Lantas, benarkah demikian?
Mengatasi pertanyaan itu, Dokter Penyakit Dalam dan Konsultan Ginjal Hipertensi, dr. Dina Nilasari, PhD, SpPD-KGH, menyatakan bahwa kopi secara umum aman untuk ginjal selama dikonsumsi dengan porsi yang terkendali.
Di samping itu, pemberian gula pada sajian kopi pun perlu diperhatikan dengan baik agar tidak terlalu banyak.
Karena itu, sebagian orang suka menyuguhkan gula dalam jumlah lumayan besar ke dalam kopi mereka demi mencapai cita rasa manis tersebut.
"Kopi tidak bermasalah selama takaran gulanya dijaga. Jika mengonsumsi kopi dengan gula tinggi melebihi satu kali sehari, pastinya dapat membahayakan," jelas Dina kepada , pada hari Kamis (13/3/2025).

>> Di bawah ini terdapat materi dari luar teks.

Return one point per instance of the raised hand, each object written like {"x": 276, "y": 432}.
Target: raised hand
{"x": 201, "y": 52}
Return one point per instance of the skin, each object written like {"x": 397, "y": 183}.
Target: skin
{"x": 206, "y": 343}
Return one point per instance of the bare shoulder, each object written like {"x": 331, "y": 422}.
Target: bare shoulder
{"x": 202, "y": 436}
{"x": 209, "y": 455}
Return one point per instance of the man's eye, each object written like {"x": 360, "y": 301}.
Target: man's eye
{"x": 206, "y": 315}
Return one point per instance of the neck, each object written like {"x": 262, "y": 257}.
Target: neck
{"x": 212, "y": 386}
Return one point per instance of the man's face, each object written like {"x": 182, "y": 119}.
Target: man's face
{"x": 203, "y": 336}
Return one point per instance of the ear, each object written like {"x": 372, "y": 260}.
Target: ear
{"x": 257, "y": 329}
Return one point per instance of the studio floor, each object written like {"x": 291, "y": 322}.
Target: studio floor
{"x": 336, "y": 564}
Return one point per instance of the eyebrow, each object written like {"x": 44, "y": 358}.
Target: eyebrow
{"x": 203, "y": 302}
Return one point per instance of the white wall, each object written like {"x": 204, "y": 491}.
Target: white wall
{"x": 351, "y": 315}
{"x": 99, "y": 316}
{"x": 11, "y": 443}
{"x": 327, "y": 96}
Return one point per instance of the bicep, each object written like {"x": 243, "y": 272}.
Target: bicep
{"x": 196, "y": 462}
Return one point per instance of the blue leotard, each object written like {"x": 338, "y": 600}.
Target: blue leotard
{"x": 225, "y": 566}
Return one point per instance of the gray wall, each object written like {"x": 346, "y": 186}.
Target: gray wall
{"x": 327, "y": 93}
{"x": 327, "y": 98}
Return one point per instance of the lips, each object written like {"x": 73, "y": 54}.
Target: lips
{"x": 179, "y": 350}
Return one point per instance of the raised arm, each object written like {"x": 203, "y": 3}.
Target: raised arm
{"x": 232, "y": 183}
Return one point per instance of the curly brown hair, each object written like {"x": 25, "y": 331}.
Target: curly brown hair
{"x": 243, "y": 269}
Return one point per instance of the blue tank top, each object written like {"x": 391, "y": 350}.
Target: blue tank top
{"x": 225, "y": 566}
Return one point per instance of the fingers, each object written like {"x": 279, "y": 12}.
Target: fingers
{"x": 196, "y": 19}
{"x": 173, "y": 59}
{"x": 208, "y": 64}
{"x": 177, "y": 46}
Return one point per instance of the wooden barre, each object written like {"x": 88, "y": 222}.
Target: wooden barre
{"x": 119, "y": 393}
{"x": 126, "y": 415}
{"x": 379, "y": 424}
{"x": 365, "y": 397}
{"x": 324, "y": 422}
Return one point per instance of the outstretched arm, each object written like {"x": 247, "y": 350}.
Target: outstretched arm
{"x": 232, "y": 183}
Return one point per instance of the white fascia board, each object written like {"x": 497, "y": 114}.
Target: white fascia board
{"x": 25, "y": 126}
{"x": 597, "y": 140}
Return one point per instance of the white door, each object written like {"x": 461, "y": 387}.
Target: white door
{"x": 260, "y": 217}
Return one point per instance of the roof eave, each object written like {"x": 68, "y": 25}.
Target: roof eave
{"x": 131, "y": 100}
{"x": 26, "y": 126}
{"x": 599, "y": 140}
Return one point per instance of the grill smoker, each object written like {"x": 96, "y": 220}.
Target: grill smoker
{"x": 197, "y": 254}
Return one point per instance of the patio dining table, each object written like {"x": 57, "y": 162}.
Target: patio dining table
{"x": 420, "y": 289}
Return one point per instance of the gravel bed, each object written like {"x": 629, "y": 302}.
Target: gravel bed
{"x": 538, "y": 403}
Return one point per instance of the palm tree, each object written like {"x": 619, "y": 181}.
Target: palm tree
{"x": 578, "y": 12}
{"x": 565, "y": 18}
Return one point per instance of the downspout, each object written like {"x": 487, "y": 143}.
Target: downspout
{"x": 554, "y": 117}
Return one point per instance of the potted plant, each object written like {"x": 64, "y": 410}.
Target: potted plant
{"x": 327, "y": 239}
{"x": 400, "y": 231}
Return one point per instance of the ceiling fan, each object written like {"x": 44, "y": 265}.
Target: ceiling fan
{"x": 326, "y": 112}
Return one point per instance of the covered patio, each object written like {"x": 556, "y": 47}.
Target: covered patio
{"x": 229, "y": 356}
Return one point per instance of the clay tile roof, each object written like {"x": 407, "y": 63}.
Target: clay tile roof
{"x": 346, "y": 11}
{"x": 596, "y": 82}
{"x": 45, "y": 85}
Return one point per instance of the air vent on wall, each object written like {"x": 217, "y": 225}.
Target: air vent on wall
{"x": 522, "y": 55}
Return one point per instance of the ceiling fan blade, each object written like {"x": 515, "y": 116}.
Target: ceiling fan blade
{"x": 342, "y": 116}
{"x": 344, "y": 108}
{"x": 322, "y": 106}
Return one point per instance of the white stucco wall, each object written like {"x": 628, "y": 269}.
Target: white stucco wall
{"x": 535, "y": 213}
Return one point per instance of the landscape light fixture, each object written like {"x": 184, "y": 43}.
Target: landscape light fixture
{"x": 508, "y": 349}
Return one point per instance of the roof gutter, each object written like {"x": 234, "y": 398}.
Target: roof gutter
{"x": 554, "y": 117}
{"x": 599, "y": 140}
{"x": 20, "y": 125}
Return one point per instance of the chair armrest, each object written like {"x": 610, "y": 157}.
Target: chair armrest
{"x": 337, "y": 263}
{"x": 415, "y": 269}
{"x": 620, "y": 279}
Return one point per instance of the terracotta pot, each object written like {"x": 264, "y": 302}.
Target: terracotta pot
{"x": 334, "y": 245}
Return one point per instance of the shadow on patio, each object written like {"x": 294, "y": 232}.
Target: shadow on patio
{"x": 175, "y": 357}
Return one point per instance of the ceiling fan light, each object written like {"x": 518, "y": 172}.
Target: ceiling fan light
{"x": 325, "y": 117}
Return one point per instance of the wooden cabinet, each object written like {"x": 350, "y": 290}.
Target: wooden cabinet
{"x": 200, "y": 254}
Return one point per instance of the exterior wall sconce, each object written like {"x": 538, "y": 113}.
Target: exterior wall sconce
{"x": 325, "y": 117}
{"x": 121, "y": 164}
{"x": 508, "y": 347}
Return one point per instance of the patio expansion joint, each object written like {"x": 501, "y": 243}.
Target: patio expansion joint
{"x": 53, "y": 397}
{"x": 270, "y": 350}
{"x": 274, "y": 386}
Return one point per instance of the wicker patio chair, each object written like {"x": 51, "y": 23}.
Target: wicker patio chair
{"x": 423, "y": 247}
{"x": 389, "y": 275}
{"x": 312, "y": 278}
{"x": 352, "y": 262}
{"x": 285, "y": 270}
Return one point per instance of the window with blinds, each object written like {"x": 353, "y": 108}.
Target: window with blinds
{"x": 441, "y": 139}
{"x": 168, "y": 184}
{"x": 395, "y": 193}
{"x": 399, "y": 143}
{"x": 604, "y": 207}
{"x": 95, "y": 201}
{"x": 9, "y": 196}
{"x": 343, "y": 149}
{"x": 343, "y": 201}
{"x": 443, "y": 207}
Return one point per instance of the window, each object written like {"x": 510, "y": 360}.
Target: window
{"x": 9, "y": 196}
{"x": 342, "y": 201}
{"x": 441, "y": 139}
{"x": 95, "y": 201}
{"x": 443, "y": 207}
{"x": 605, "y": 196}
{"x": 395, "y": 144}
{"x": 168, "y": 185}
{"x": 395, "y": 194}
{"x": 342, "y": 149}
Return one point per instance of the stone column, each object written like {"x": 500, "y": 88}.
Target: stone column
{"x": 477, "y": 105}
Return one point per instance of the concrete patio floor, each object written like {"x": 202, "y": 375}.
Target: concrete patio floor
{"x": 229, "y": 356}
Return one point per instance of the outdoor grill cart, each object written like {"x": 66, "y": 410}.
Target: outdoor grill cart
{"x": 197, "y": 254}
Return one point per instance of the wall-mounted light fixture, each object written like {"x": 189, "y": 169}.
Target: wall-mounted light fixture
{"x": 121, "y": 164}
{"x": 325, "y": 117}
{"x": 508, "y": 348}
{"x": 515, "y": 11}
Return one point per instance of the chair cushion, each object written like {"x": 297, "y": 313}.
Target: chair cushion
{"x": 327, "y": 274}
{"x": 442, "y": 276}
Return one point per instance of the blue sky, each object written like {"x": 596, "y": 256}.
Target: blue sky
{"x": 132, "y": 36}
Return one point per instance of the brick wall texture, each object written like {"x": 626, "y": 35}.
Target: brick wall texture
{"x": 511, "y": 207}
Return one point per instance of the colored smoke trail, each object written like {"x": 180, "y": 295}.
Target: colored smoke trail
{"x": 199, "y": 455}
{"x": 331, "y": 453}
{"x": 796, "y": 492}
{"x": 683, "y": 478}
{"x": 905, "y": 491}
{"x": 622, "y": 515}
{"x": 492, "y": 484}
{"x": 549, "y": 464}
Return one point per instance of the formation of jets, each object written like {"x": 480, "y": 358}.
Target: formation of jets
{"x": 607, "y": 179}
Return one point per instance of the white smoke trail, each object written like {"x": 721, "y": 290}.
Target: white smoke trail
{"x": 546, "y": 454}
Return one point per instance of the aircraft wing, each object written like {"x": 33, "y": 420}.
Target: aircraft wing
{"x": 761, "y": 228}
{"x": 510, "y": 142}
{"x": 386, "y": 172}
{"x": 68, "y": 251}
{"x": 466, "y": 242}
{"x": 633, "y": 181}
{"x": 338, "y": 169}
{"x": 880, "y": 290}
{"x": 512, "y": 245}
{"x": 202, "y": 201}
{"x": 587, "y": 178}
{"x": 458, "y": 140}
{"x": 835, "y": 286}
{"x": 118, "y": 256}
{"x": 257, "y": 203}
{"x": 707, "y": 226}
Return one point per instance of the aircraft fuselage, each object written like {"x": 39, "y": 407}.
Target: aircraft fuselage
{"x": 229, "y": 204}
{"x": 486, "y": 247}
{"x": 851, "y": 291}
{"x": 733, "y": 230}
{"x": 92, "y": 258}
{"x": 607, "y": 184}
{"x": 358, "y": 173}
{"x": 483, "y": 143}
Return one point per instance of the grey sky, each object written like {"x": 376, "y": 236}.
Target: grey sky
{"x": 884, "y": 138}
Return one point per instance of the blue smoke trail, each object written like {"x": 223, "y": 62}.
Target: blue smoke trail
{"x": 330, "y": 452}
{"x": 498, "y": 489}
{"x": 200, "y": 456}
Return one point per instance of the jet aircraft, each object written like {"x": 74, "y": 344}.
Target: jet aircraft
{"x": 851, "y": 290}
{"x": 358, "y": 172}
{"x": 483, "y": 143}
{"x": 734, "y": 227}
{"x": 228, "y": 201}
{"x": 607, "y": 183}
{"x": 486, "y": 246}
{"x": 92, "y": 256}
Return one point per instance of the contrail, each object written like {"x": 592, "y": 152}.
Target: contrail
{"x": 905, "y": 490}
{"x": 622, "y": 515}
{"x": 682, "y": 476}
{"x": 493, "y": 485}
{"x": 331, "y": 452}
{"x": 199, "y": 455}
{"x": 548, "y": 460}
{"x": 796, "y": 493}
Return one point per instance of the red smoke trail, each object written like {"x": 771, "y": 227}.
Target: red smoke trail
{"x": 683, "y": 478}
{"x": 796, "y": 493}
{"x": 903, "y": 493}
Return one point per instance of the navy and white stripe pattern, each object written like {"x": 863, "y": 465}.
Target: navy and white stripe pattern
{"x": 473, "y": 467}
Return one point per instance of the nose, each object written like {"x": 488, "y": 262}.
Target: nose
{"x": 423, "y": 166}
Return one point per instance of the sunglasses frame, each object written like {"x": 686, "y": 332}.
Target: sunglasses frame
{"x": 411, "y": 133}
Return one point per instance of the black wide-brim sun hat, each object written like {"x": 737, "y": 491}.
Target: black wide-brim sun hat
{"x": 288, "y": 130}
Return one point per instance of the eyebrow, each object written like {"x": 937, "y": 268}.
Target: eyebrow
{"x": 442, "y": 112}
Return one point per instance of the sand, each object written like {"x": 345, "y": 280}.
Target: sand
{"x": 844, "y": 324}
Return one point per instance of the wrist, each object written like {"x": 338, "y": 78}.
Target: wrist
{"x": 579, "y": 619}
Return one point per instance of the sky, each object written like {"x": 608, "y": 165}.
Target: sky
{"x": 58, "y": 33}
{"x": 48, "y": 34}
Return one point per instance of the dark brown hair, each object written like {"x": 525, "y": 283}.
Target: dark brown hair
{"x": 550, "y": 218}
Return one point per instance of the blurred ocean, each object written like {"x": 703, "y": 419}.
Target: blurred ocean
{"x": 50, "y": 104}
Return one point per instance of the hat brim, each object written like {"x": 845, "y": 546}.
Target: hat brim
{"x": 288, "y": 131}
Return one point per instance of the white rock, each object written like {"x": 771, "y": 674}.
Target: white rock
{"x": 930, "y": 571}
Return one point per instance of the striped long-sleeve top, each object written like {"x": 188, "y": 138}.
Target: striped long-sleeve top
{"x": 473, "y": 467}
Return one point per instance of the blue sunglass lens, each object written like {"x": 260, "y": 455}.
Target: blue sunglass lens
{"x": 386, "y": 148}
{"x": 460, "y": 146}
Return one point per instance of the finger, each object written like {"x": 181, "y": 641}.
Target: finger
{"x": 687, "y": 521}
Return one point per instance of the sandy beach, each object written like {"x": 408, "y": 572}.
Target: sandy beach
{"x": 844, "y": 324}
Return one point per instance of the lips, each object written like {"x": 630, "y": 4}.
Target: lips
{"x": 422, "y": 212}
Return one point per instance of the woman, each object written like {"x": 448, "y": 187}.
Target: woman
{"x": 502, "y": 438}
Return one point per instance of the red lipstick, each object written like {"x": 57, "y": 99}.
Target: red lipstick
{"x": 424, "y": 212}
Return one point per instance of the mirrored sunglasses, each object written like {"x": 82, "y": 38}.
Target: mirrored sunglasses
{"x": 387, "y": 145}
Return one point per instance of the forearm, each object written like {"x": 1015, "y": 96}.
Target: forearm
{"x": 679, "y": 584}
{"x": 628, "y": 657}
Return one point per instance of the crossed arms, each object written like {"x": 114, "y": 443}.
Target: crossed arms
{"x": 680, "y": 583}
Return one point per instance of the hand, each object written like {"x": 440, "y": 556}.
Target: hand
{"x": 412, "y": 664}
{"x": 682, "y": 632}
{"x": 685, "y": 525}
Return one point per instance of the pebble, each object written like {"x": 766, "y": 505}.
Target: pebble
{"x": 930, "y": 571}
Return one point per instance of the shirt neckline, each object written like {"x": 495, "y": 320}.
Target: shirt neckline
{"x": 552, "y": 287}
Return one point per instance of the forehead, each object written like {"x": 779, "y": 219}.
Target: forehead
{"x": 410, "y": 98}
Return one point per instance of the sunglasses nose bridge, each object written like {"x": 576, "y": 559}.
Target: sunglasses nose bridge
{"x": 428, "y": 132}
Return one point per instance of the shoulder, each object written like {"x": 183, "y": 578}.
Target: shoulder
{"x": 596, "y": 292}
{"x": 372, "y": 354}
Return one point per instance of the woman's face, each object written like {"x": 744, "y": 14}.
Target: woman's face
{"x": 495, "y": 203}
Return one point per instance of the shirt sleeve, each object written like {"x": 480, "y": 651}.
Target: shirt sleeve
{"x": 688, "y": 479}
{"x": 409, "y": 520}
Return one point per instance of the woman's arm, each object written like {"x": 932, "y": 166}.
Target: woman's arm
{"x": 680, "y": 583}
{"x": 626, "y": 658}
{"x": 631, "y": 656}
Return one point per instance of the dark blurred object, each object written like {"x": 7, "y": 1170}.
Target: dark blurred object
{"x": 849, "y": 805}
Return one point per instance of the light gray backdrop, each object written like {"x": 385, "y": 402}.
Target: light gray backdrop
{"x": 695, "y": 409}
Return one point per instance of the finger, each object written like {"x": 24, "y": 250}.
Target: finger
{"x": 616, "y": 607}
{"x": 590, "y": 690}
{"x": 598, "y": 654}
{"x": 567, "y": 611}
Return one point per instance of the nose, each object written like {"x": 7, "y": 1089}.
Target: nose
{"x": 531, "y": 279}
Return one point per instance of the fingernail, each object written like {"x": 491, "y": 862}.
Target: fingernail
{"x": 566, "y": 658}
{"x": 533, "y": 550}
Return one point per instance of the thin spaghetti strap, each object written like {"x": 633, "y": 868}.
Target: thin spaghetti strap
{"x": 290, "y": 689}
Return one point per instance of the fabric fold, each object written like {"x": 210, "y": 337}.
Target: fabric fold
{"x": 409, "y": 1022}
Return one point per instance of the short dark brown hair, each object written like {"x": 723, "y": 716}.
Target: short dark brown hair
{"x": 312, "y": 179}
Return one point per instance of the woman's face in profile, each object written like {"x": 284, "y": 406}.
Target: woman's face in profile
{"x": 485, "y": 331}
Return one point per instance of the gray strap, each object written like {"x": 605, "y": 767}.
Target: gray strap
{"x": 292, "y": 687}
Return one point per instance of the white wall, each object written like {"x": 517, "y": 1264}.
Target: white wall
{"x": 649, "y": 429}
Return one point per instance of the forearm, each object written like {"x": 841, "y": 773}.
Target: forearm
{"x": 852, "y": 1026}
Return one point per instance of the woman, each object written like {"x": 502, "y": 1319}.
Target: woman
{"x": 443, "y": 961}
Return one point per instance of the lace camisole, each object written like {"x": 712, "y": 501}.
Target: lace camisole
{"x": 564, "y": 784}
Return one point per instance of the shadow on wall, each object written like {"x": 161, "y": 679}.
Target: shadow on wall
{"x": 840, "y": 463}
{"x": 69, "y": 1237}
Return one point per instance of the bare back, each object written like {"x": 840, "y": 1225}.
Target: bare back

Menurutnya, asupan gula harian yang dianjurkan tidak melebihi 50 gram sehari.
Batasan ini tak hanya teraplikasi pada kopi saja, namun juga meliputi seluruh konsumsi gula dari jenis pangan lain seperti nasi, cemilan, serta minuman manis yang dikonsumsi sepanjang hari.
"Sekali lagi, tentang saran asupan gula sehari-hari yang ideal, yakni tidak melebihi 50 gram setiap harinya," katanya.
Dina juga mengatakan bahwa apabila seseorang berencana untuk menyeduh kopi di rumah, jumlah gula yang ditambahkan sebaiknya kurang dari batas konsumsi harian, sehingga masih terjamin keamanannya bagi kesehatan.
"50 gram itu sama dengan sekitar 12 sendok teh gula. Oleh karena itu, jika ingin membuat kopi di rumah, gunakan jumlah yang lebih sedikit daripada takaran tersebut," terangnya.
Sehingga, pecinta kopi perlu mengontrol jumlah gula pada minumannya untuk terus merawat kondisi ginjalnya dengan baik.